The biochemical data and micrographs

The sampling points are marked in Fig. 1a. The 10-, 25-, and 50-group are labeled as “10”, “25”, and “50”, respectively. “I” and “T” represent initial and terminal sampling points, respectively. The methanogenesis started to proceed rapidly from the initial sampling points. The terminal sampling points can be used to verify under the condition that the total acetate concentration is approximately equal, whether the gene regulations of M. barkeri will be different after long-term inhibition.
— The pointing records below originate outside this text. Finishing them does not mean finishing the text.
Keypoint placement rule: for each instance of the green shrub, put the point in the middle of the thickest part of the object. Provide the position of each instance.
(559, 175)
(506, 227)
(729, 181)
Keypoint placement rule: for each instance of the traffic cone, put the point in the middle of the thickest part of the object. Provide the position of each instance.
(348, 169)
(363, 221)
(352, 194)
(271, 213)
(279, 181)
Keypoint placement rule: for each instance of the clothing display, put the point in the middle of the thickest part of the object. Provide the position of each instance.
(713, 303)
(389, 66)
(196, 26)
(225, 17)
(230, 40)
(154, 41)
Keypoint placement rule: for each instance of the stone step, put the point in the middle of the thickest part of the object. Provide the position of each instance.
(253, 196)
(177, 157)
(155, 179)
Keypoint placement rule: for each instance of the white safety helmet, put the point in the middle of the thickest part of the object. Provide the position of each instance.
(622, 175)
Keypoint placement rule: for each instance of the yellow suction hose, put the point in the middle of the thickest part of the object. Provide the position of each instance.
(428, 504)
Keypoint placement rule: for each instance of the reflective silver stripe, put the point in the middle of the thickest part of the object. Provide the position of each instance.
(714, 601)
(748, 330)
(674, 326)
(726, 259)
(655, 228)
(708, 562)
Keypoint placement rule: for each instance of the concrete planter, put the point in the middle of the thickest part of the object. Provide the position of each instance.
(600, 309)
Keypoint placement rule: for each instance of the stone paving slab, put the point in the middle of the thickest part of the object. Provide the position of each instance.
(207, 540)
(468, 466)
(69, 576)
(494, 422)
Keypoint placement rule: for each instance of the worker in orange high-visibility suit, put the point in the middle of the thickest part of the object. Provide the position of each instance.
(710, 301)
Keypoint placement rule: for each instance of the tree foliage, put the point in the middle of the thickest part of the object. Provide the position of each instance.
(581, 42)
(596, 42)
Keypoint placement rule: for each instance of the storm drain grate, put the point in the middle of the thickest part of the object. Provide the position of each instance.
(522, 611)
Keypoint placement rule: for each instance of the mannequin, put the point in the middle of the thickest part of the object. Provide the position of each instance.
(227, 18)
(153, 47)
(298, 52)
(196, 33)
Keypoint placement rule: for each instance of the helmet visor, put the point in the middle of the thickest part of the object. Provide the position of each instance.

As shown in Fig. 1a, the total acetate concentrations of 25-T and 10-I, 50-T and 25-I were approximately equal, respectively.

Fig. 1

The biochemical indictors under different levels of acetate stress. a CH3COO− concentration and sampling points. b Cumulated CH4 yield. c pH values in culture media. d OD600. Error bars indicate ± sd of biological triplicates; invisible error bars indicate the sd values are very small

The previous work suggested that free acetic acid functioned not only as the substrate for acetoclastic methanogenesis but also as an inhibitor [12], while present work was mainly to focus on the inhibitory effects of different acetate concentrations on M. barkeri. Both of the total acetate and free acetic acid concentrations showed significant differences among the initial sampling points (P < 0.05) (Additional file 1: Table S1), which indicated that the M. barkeri in three groups were undergoing different levels of acetate stress.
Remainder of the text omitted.